Purpose is your enduring and meaningful reason to exist. And a clear organisational purpose is now a basic expectation on all companies from employees, customers, regulators, and even investors. But stakeholders will sense inauthenticity if your company’s actions do not align with its purpose. And having a fake purpose can be more damaging than having no purpose at all.
What is organisational purpose?
Purpose is the cornerstone of a company. It is the “why” that underpins every action and decision. It aligns financial performance with a societal or environmental goal, provides a clear context that guides daily decision making and unifies and inspires people towards achieving it.
Why is purpose important?
A clear purpose is now a basic expectation on all companies. An expectation of employees, customers, regulators and even investors. Larry Fink’s Letter to CEOs, the Business Roundtable and the UK Corporate Governance Code have made it so.
But COVID may be the catalyst that forces the shift from ‘stating’ to ‘living’ purpose. Society has supported business; society will look for a return. Black Lives Matter and #metoo have further exposed persisting injustices. Employees demand action. Consumers shun businesses that fail to live up to their responsibilities…
It is no longer enough to state a purpose. Purpose must be authentically and demonstrably lived.
Purpose is not just the right thing to do
But this is not just a moral responsibility. Measuring purpose in organisations across the globe has taught us that purpose can have a dramatic impact on people and performance. People everywhere are far more motivated, far more engaged and far more productive in purpose-led businesses. It also makes them happy. And that means the business performs better.
But there’s a problem. This isn’t about ‘having a purpose’. It’s far more complex than that.

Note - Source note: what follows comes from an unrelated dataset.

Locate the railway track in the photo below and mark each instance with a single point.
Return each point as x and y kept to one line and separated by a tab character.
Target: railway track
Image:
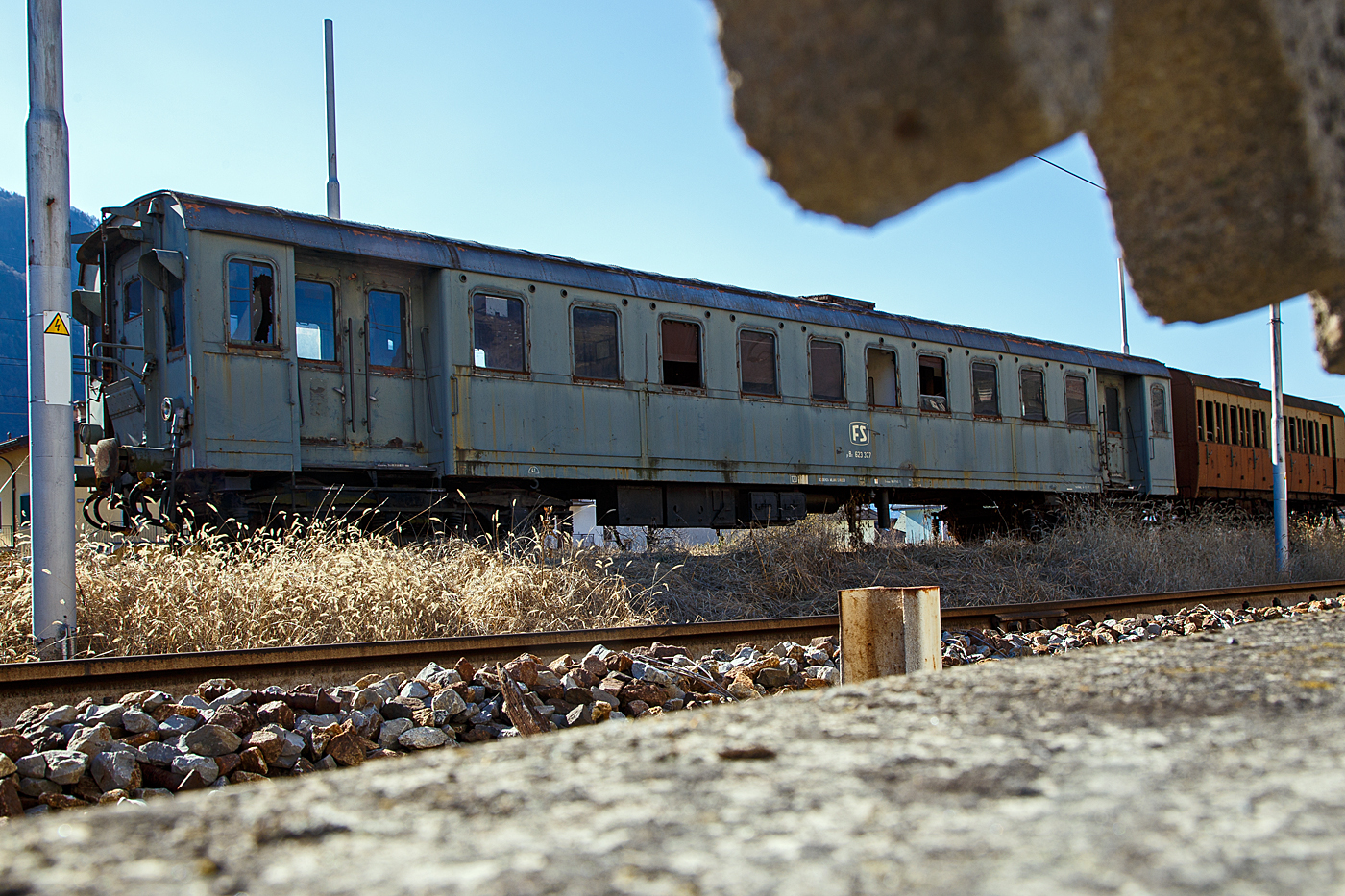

The benefits of having an activated purpose
The numbers consistently show that being aware of the organisation’s purpose, knowing the words, has almost zero impact on how people feel and behave. For purpose to engage and clarify, for it to inspire commitment and ignite creativity, it must be authentically lived.
People who experience purpose in this activated way show:
- levels of commitment 40% above typically colleagues
- levels of openness 30% higher
- levels of adaptability 25% higher
- they are also 25% less likely to quit
Colleagues who merely understand the purpose show none of these behavioural shifts.
And what activates purpose, consistently, across companies and cultures globally, is a specific set of key cultural attributes. It is these attributes and not purpose itself that create the startling performance gains of the most purposeful companies.
The danger of having a fake organisational purpose
And an inauthentic purpose is worse than no purpose at all. Where the purpose message is heard but not seen to drive how the organisation actually behaves it creates confusion and can lead to damaging levels of mistrust and detachment.
An authentic purpose is a powerful force to align companies and inspire people. But purpose is not about crafting some clever words. It is a complex cultural process which must be brought to life in communities across the businesses. And that requires accurate, robust and actionable metrics to understand purpose at source and track and adjust its impact over time and across the business.